Blezer kreeg maandag ook al snel een appje van de weduwe van een te jong overleden Brand-medewerker. Ze schreef in dialect: Hont de Hollender eindelijk ozze stolz versjangeleerd (‘Hebben de Hollanders (lees: Heineken) eindelijk onze trots naar z’n mallemoer geholpen’). Ze voegde eraan toe dat ze blij was dat haar man dit niet meer hoefde mee te maken.

Gloriedagen in jaren 70

Beide oud-medewerkers begonnen in 1971 bij Brand Bier. Als vertegenwoordiger. Gubbels moest zich richten op de horeca, Blezer op het thuisverbruik. „Achteraf gezien waren dat misschien wel de gloriedagen van de brouwerij”, constateert Gubbels. „Het bedrijf vierde zijn eeuwfeest. Alles groeide en bloeide: er kwamen heel veel cafés, sportkantines, buurt- en dorpshuizen bij. Het kon niet op.” Gubbels zou altijd als vertegenwoordiger bij Brand blijven werken.

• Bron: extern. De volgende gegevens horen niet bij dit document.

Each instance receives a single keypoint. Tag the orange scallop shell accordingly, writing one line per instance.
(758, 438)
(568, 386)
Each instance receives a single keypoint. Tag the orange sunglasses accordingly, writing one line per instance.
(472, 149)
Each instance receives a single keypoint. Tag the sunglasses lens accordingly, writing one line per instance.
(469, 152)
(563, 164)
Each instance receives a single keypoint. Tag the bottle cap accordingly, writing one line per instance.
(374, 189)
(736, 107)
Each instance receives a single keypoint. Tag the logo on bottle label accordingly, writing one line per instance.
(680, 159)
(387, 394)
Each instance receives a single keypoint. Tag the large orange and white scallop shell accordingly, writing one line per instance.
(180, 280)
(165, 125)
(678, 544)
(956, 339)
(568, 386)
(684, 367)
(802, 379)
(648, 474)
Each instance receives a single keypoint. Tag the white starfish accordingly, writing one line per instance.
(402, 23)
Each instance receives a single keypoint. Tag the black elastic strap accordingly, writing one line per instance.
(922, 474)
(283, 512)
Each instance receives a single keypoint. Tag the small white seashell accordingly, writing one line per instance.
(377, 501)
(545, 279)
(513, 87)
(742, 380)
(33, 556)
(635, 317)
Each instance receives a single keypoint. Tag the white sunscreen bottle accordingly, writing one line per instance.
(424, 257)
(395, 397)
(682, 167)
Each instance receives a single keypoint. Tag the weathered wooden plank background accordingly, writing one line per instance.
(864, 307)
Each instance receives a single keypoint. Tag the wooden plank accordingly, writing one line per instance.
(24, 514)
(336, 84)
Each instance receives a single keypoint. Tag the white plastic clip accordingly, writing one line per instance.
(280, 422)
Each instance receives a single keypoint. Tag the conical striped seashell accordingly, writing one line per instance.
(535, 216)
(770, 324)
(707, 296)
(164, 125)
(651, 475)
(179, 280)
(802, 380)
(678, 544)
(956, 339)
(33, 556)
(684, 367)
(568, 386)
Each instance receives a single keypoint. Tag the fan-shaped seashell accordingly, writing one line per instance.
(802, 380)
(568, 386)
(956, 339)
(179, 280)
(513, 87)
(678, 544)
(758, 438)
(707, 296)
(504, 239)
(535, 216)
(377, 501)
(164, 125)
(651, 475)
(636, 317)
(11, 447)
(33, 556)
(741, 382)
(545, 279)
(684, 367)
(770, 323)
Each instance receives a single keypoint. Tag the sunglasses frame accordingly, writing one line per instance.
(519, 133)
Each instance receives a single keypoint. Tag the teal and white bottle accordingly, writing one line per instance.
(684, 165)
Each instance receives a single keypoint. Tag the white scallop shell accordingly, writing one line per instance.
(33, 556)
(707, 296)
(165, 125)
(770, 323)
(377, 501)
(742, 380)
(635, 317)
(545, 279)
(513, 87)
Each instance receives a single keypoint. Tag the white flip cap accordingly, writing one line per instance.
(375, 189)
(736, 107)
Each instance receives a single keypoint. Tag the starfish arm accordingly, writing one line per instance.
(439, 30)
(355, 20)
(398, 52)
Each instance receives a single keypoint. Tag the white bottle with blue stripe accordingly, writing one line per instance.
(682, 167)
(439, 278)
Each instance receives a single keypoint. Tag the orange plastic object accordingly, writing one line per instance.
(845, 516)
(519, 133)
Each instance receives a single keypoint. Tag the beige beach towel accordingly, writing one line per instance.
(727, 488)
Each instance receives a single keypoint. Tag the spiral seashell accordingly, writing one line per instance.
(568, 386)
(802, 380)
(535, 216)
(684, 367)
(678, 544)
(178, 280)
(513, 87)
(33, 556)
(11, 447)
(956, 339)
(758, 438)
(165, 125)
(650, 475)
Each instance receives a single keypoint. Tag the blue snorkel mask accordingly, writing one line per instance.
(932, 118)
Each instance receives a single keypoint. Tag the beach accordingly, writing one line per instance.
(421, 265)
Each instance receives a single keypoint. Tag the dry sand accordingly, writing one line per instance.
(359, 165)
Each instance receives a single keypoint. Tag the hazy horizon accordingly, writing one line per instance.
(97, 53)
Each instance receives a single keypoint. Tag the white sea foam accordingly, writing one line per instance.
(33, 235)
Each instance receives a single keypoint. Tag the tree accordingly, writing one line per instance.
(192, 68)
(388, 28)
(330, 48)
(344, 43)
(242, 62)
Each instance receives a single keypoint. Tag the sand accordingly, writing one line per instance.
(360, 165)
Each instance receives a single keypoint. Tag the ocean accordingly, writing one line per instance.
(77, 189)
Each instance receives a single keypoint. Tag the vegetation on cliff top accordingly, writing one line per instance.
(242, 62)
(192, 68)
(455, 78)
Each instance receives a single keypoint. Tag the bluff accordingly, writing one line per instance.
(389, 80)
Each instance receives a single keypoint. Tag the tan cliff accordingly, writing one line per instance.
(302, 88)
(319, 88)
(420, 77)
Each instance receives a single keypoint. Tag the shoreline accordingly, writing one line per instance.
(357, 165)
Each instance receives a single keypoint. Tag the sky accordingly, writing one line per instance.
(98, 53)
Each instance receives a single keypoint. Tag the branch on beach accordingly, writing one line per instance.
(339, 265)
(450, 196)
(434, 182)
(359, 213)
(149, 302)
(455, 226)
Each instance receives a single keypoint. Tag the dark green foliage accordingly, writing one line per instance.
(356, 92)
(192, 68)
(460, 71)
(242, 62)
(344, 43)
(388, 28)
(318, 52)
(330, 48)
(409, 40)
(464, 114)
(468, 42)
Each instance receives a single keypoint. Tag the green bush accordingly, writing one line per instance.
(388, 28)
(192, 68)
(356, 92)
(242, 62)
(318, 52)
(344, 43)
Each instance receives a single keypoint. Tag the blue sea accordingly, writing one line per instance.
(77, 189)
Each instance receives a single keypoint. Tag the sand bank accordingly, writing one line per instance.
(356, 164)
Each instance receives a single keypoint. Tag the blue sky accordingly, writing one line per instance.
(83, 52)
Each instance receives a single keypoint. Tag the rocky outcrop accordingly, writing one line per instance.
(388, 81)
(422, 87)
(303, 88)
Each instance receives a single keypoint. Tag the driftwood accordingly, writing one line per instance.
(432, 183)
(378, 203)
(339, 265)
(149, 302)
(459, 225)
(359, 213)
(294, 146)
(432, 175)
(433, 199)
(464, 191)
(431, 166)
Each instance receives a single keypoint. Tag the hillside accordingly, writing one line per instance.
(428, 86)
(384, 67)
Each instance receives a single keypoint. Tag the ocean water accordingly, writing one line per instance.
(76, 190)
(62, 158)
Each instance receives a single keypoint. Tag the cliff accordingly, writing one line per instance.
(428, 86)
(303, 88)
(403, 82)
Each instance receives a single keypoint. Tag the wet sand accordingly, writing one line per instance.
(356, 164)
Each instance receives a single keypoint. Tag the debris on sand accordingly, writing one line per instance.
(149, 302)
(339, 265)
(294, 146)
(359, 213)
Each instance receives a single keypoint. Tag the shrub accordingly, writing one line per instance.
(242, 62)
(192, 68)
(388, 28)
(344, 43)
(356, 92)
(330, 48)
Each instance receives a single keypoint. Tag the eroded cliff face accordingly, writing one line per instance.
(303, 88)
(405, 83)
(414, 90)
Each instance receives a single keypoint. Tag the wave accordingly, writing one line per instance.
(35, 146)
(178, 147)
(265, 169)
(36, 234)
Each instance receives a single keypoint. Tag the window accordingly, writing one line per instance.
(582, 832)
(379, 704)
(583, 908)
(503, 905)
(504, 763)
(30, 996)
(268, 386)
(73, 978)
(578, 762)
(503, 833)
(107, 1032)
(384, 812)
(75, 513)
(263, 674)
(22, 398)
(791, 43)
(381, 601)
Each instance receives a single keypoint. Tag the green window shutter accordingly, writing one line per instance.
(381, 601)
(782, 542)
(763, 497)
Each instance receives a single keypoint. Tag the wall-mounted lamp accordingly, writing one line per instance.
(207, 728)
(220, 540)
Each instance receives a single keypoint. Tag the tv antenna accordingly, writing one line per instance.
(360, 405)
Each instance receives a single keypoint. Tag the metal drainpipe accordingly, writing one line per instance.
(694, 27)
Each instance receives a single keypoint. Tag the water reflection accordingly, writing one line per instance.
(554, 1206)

Achteraf gezien waren dat misschien wel de gloriedagen van de brouwerij

Blezer had minder met „dat geleur” langs winkels. Hij liet bij een bureau een psychologische test doen, die uitwees dat hij geschikter was voor een functie binnen het bedrijf. Met dat papier in de hand kon hij al snel hoofd verkoop binnendienst worden. Blezer was met een collega ook de maker van het personeelsblad Brand Nieuws, dat later BinnenBrand ging heten.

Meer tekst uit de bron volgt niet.